Encore un film de SF post-apocalyptique made in Hollywood? C’est un peu la première question qu’on se pose à la découverte du Transperceneige, à croire que l’usine à rêves hollywoodienne ne jure que par l’Apocalypse ces derniers temps, que ce soit sous la forme de comédies (This is the End), de films de zombies (World War Z), de film d’action écolo-friendly (Elysium) ou de kaiju-eiga (Pacific Rim). Le tout saupoudré par une brin de lutte des classes où les pauvres toujours plus pauvres doivent combattre des riches toujours plus privilégiés.
2031. La terre n’est plus qu’une étendue gelée. Les derniers survivants sont à bord d’un train condamné à tourner autour de la Terre, le Transperceneige. En queue de véhicule, les prolétaires et en tête, Wilford (Ed Harris), le grand ordonnateur de ce nouvel ordre mondial. Entre les deux, une suite de wagons qui sont autant de classes sociales et univers que Curtis (Chris Evans), Spartacus post-moderne et ses camarades s’emploient à traverser pour rétablir l’égalité.
La deuxième question qui vient à l’esprit, une fois ce pitch découvert est bien sur: que vient faire Bong Joon-ho à Hollywood? Comment l’auteur génial de Mother et Memories for Murder pouvait s’embarquer pour une coproduction internationale, lui qui bénéficiait en son pays d’une totale liberté d’action après le succès de The Host? Son talent de réalisateur allait-il pouvoir s’affirmer dans une industrie américaine connue pour être parfois très cruelle avec des auteurs étrangers (Neil Blomkamp en sait quelque chose)? Quand on sait que cette adaptation cinématographique du Transperceneige, la bande-dessinée française de Jacques Lob et Jean Marc Rochette datant de 1983 (Jacques Lob au scénario et Jean-Marc Rochette au dessin, puis scénarisé par Benjamin Legrand en 1999, après le décès de Lob) est en fait un retour du surdoué coréen à la science-fiction – rappelons-nous The Host et Tokyo, co-réalisé avec Gondry et Carax - on était en droit d’avoir les espérances les plus folles.
En fait la réponse à toutes ces questions est dans le film, dans les deux heures de spectacle foisonnant que dure l’expérience Transperceneige. Bong Joon-ho relève ici le double défi du huis-clos en mouvement pour créer un nouveau type de fiction sans frontières, effaçant tout repère spatial ou temporel dans un blockbuster ambigu: entre grand spectacle et transgression. A partir d’un récit élémentaire, aux enjeux un poil schématiques mais à la symbolique très forte, Bong Joon-ho construit minutieusement son expérience plastique guidée par les mouvements du train et dont il exploite toutes les potentialités, puisant à la fois dans le langage du film de guerre, de la SF et du jeu vidéo.

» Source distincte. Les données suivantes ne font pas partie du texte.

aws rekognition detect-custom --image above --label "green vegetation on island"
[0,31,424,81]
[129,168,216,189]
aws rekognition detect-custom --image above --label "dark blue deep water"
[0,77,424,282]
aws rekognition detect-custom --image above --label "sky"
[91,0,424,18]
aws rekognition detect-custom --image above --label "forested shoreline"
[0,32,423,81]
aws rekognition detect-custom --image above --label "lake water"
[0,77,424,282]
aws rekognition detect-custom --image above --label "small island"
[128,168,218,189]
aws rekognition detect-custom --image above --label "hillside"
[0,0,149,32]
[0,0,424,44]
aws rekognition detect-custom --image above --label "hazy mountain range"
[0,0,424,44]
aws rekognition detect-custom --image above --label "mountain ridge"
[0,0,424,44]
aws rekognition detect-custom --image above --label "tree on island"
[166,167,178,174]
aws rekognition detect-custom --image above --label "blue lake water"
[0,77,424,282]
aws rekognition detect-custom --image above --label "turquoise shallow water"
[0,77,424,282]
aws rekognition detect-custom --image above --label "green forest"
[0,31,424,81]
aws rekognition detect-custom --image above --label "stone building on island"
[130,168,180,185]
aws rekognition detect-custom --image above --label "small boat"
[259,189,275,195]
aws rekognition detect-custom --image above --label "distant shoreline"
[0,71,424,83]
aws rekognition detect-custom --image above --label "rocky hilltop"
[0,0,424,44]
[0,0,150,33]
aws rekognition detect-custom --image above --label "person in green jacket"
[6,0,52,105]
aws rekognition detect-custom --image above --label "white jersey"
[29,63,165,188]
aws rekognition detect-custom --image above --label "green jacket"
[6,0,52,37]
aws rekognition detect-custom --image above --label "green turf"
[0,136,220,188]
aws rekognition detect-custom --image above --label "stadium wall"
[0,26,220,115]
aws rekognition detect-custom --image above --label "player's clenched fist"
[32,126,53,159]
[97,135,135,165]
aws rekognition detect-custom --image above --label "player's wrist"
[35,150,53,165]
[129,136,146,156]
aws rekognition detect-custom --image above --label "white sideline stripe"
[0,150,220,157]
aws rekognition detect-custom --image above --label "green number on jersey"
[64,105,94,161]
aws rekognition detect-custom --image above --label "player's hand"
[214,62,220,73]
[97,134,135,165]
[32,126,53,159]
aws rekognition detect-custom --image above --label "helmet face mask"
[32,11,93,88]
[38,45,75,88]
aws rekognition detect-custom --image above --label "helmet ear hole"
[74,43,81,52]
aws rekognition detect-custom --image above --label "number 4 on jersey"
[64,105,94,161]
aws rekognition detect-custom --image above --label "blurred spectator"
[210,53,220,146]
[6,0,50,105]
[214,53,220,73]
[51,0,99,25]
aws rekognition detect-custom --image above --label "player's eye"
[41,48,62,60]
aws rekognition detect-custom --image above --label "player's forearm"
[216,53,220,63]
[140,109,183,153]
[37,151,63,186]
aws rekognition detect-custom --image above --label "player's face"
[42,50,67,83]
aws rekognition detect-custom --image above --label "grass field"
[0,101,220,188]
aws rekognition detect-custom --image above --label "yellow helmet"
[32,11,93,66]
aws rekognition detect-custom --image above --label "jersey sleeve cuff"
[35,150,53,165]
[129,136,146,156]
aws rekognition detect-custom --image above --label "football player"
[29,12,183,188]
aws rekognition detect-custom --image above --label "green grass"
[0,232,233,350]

En effet, sans jamais quitter l’espace clos de son monstre de fer, le récit suit sa course à la manière d’un jeu vidéo avec sa progression par niveaux, à la fin desquels surgissent de nouveaux boss chaque fois plus méchants, une variation des points de vue et plus encore la possibilité d’intéreagir avec son environnement. Chaque nouvel accident dans la course effrénée du Transperceneige - que ce soit un tunnel, la roche, un paysage enneigé ou un déraillement – constitue autant de défis relevés par la mise en scène virtuose de Bong Joon-ho.
Film intelligent sans chercher à l’être, Le Transperceneige met en équilibre les contraintes de sa mise en scène avec une narration aussi linéaire que la progression physique de ses personnages. Pas d’ellipses, pas de flashbacks mais une toile de fond solide et réaliste.
L’allégorie du train est brillante, peut-être un poil trop appuyée pour être pleinement efficace cependant. Figure à la fois anachronique (sf futuriste contre mode de transport « primitif » aujourd’hui) et farouchement moderne, le train nous rappelle les dérives de nos sociétés actuelles, prisonnières d’un monstre technologique et inégalitaire pris dans une fuite en avant suicidaire dans un écosystème ravagé.
Chacun de ses compartiments est l’occasion, dans une même continuité narrative, d’un changement de décor et d’ambiance – d’une salle de classe à un sauna – mais aussi d’un changement de genre – du loufoque à l’action pure. Faire la révolution tout en suivant les rails, voici le défi à la fois des personnages et du réalisateur qui retrouve la folie ses précédents opus mais une folie cette fois adoucie par la nature même du projet et ses défis esthétiques et techniques. Une éloge de la contrainte.